È stata evidenziata l’importanza di una rete integrata: dal punto di vista psicologico, individuando i fattori di rischio e i campanelli di allarme, alla presa in carico clinica, fino al supporto della Gea Medica di Isernia per la gestione e la riabilitazione dei DNA.

Il dibattito e la tavola rotonda sono stati moderati con professionalità da Nicola De Francesco, direttore del portale d’informazione Nelmolise.it, facilitando lo scambio di idee e l’approfondimento delle tematiche trattate.

Un momento di particolare emozione si è registrato durante le conclusioni, quando Aido Larino, nelle vesti della Presidente Graziella Vizzarri e del Vicepresidente Marilena Astolfo, ha consegnato una targa di riconoscimento a Pasquale Gioia.
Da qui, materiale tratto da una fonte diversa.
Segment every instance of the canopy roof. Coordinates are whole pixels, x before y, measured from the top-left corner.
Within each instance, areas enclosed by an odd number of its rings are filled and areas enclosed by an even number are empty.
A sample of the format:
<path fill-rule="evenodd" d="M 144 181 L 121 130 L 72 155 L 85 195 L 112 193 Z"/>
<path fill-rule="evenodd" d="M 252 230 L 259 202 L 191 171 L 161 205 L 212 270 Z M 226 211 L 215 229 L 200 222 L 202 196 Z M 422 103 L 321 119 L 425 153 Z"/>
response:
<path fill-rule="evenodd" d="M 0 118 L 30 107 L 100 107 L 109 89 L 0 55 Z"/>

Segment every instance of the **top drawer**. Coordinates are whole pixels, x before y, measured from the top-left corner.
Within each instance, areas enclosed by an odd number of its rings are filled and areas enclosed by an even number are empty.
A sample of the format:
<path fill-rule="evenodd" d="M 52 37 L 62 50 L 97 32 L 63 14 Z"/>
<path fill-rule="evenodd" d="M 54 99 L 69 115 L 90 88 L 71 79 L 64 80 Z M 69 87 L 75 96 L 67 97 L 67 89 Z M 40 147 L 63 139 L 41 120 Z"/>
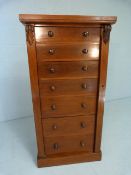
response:
<path fill-rule="evenodd" d="M 91 27 L 35 27 L 37 43 L 45 41 L 75 42 L 90 41 L 99 43 L 100 28 Z"/>

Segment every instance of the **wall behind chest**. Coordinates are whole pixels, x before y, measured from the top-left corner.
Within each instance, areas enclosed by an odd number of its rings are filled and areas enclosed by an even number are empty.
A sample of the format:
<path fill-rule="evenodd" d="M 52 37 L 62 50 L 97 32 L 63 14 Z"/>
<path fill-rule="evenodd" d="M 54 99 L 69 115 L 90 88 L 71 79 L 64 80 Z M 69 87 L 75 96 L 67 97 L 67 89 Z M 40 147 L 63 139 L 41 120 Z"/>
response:
<path fill-rule="evenodd" d="M 131 96 L 129 0 L 0 1 L 0 121 L 32 116 L 24 27 L 19 13 L 118 16 L 111 32 L 106 100 Z"/>

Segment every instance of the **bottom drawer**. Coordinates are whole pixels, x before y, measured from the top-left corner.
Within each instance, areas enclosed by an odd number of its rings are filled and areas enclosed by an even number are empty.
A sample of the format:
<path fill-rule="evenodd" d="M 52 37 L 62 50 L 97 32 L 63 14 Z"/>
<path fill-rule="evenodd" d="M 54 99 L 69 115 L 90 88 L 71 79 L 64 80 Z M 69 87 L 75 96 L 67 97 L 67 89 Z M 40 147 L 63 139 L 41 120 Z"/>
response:
<path fill-rule="evenodd" d="M 45 137 L 45 153 L 60 154 L 73 152 L 92 152 L 94 137 L 93 135 L 75 135 L 60 137 Z"/>

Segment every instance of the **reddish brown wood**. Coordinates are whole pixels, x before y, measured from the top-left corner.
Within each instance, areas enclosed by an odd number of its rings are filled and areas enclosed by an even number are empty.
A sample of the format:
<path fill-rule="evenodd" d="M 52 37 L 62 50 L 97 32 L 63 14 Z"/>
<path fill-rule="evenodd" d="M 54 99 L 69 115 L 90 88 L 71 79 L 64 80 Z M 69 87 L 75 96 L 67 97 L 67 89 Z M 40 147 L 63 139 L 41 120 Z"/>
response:
<path fill-rule="evenodd" d="M 42 79 L 59 78 L 96 78 L 98 77 L 98 61 L 63 61 L 39 62 L 38 74 Z"/>
<path fill-rule="evenodd" d="M 34 26 L 26 26 L 26 39 L 27 39 L 27 51 L 28 51 L 28 62 L 30 71 L 30 83 L 32 90 L 32 102 L 34 111 L 34 120 L 36 128 L 36 138 L 38 146 L 38 156 L 44 157 L 44 143 L 41 123 L 41 108 L 40 108 L 40 94 L 39 94 L 39 83 L 37 74 L 37 61 L 36 61 L 36 48 L 34 40 Z M 32 38 L 33 37 L 33 38 Z"/>
<path fill-rule="evenodd" d="M 114 24 L 116 16 L 80 16 L 80 15 L 46 15 L 46 14 L 20 14 L 19 20 L 23 24 L 33 23 L 60 23 L 60 24 Z"/>
<path fill-rule="evenodd" d="M 41 98 L 42 117 L 63 117 L 96 113 L 96 98 L 79 96 L 57 96 Z"/>
<path fill-rule="evenodd" d="M 96 43 L 50 43 L 37 44 L 39 61 L 65 60 L 98 60 L 99 44 Z"/>
<path fill-rule="evenodd" d="M 36 27 L 36 42 L 95 42 L 100 41 L 100 28 Z M 51 36 L 49 34 L 52 34 Z"/>
<path fill-rule="evenodd" d="M 101 29 L 101 57 L 100 57 L 100 72 L 99 72 L 99 90 L 98 90 L 98 105 L 97 105 L 97 117 L 96 117 L 96 134 L 95 134 L 95 152 L 100 152 L 101 147 L 101 135 L 102 135 L 102 123 L 105 101 L 105 89 L 106 89 L 106 75 L 108 64 L 108 49 L 109 40 L 104 39 L 105 26 Z M 109 34 L 108 34 L 109 35 Z M 109 37 L 109 36 L 108 36 Z"/>
<path fill-rule="evenodd" d="M 101 160 L 101 152 L 100 153 L 86 153 L 80 152 L 76 154 L 63 154 L 62 156 L 48 156 L 44 159 L 37 159 L 38 167 L 49 167 L 49 166 L 57 166 L 57 165 L 65 165 L 65 164 L 73 164 L 73 163 L 82 163 L 82 162 L 91 162 Z"/>
<path fill-rule="evenodd" d="M 93 151 L 93 134 L 45 137 L 45 152 L 47 155 L 75 153 L 75 152 L 92 152 Z"/>
<path fill-rule="evenodd" d="M 45 137 L 94 133 L 95 116 L 43 119 Z"/>
<path fill-rule="evenodd" d="M 55 95 L 97 95 L 96 78 L 64 79 L 64 80 L 42 80 L 40 81 L 40 94 L 44 96 Z"/>
<path fill-rule="evenodd" d="M 101 159 L 111 24 L 116 17 L 26 15 L 38 167 Z"/>

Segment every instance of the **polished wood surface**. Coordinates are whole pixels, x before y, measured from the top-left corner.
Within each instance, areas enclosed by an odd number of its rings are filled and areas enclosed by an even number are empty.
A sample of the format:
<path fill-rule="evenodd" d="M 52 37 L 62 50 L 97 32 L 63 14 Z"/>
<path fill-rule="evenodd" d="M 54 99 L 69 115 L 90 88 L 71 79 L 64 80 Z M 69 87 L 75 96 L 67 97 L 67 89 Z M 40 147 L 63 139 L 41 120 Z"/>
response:
<path fill-rule="evenodd" d="M 98 61 L 52 61 L 38 62 L 38 74 L 42 79 L 60 78 L 96 78 L 98 77 Z"/>
<path fill-rule="evenodd" d="M 100 28 L 89 27 L 36 27 L 36 43 L 95 42 L 100 41 Z"/>
<path fill-rule="evenodd" d="M 95 115 L 43 119 L 45 137 L 93 134 Z"/>
<path fill-rule="evenodd" d="M 71 23 L 73 26 L 86 24 L 114 24 L 116 16 L 82 16 L 82 15 L 46 15 L 46 14 L 20 14 L 19 20 L 23 24 Z"/>
<path fill-rule="evenodd" d="M 73 152 L 92 152 L 93 135 L 74 135 L 45 137 L 45 152 L 47 155 Z"/>
<path fill-rule="evenodd" d="M 98 105 L 97 105 L 97 116 L 96 116 L 97 126 L 96 126 L 96 133 L 95 133 L 95 148 L 94 148 L 95 152 L 100 152 L 100 148 L 101 148 L 106 76 L 107 76 L 107 65 L 108 65 L 108 50 L 109 50 L 109 41 L 105 43 L 103 40 L 103 37 L 104 37 L 102 35 L 103 30 L 104 29 L 101 29 L 102 41 L 101 41 L 99 94 L 98 94 Z"/>
<path fill-rule="evenodd" d="M 39 61 L 55 60 L 98 60 L 99 44 L 96 43 L 50 43 L 37 44 Z"/>
<path fill-rule="evenodd" d="M 116 17 L 21 14 L 19 19 L 26 29 L 38 167 L 100 160 Z"/>
<path fill-rule="evenodd" d="M 82 162 L 91 162 L 91 161 L 99 161 L 101 160 L 101 152 L 77 152 L 76 154 L 62 154 L 62 155 L 49 155 L 44 159 L 38 157 L 38 167 L 41 168 L 43 166 L 58 166 L 58 165 L 66 165 L 66 164 L 74 164 L 74 163 L 82 163 Z"/>
<path fill-rule="evenodd" d="M 51 79 L 41 80 L 39 84 L 41 96 L 44 96 L 45 94 L 48 96 L 72 94 L 97 95 L 98 79 Z"/>
<path fill-rule="evenodd" d="M 42 117 L 87 115 L 96 113 L 96 98 L 87 95 L 42 97 Z"/>
<path fill-rule="evenodd" d="M 34 27 L 26 28 L 28 37 L 31 35 L 32 40 L 32 31 Z M 43 143 L 43 132 L 42 132 L 42 123 L 41 123 L 41 107 L 40 107 L 40 92 L 39 92 L 39 83 L 38 83 L 38 74 L 37 74 L 37 60 L 36 60 L 36 49 L 35 42 L 33 41 L 32 45 L 27 40 L 27 51 L 28 51 L 28 63 L 30 71 L 30 83 L 32 91 L 32 102 L 33 102 L 33 111 L 34 111 L 34 120 L 35 120 L 35 129 L 36 129 L 36 138 L 37 138 L 37 147 L 38 147 L 38 156 L 44 157 L 44 143 Z"/>

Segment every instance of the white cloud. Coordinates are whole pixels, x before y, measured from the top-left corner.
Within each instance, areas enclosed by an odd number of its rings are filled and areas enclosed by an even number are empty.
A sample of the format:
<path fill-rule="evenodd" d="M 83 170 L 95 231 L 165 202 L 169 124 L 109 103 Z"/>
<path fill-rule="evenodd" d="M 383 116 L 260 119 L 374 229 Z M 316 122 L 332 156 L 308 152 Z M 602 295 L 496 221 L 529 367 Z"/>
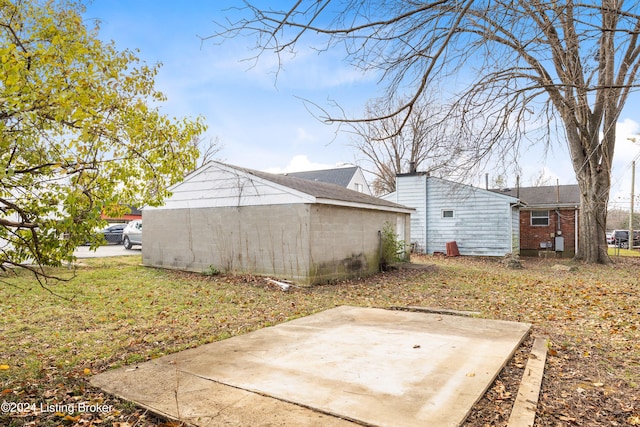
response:
<path fill-rule="evenodd" d="M 213 44 L 213 41 L 205 41 Z M 299 45 L 295 54 L 250 49 L 243 40 L 226 40 L 206 46 L 208 63 L 202 68 L 212 80 L 245 82 L 262 89 L 318 91 L 332 88 L 374 84 L 374 73 L 365 73 L 348 64 L 339 50 L 318 53 L 310 45 Z"/>
<path fill-rule="evenodd" d="M 305 128 L 303 127 L 298 127 L 296 129 L 296 143 L 298 144 L 304 144 L 305 142 L 314 142 L 317 140 L 317 138 L 309 133 Z"/>
<path fill-rule="evenodd" d="M 640 124 L 632 119 L 624 119 L 616 125 L 616 151 L 614 166 L 625 166 L 640 153 Z M 635 139 L 635 142 L 633 141 Z"/>
<path fill-rule="evenodd" d="M 298 154 L 293 156 L 293 158 L 289 161 L 289 164 L 284 168 L 269 168 L 266 169 L 265 172 L 269 173 L 287 173 L 287 172 L 302 172 L 302 171 L 312 171 L 312 170 L 320 170 L 320 169 L 331 169 L 336 167 L 335 165 L 328 165 L 324 163 L 316 163 L 309 160 L 309 158 L 304 154 Z"/>

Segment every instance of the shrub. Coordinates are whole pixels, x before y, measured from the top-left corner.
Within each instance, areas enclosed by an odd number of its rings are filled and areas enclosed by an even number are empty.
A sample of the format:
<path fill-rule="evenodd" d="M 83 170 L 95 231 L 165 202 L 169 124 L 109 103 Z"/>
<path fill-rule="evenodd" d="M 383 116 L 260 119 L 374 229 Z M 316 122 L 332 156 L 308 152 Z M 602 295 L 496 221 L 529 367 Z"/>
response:
<path fill-rule="evenodd" d="M 202 272 L 202 274 L 205 276 L 217 276 L 220 274 L 220 270 L 218 270 L 214 265 L 210 265 Z"/>
<path fill-rule="evenodd" d="M 384 271 L 389 265 L 406 259 L 404 240 L 398 240 L 393 225 L 389 221 L 385 222 L 380 233 L 380 269 Z"/>

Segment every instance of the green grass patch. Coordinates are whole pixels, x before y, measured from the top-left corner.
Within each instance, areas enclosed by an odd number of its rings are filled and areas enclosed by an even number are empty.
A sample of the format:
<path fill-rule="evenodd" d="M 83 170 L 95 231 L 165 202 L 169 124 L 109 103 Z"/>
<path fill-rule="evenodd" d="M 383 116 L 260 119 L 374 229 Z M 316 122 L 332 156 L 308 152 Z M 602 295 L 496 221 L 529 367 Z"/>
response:
<path fill-rule="evenodd" d="M 640 249 L 623 249 L 609 247 L 609 256 L 611 257 L 640 257 Z"/>
<path fill-rule="evenodd" d="M 283 310 L 262 286 L 144 268 L 138 257 L 83 262 L 74 279 L 49 289 L 28 274 L 5 277 L 5 388 L 51 370 L 95 372 L 149 360 L 307 314 Z"/>

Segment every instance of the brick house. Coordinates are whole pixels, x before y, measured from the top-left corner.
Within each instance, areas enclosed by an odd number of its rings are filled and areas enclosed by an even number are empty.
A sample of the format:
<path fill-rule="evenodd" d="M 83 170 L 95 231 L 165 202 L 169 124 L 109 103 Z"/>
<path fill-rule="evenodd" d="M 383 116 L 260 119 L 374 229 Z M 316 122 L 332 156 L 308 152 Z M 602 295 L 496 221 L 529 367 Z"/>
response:
<path fill-rule="evenodd" d="M 494 190 L 520 199 L 520 254 L 573 257 L 578 246 L 580 191 L 574 185 Z"/>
Grazie a un trapianto, Pasquale ha avuto una seconda vita, trasformandola in una missione di informazione e sensibilizzazione sulla donazione. La sua dedizione e il suo sorriso testimoniano che la donazione non è solo altruismo, ma un’opportunità per dare speranza e vita agli altri.

L’evento ha confermato l’impegno costante di Aido Larino nella promozione della salute, nella sensibilizzazione della comunità e nel rafforzamento della rete di supporto, affermandosi come punto di riferimento nella tutela del benessere collettivo.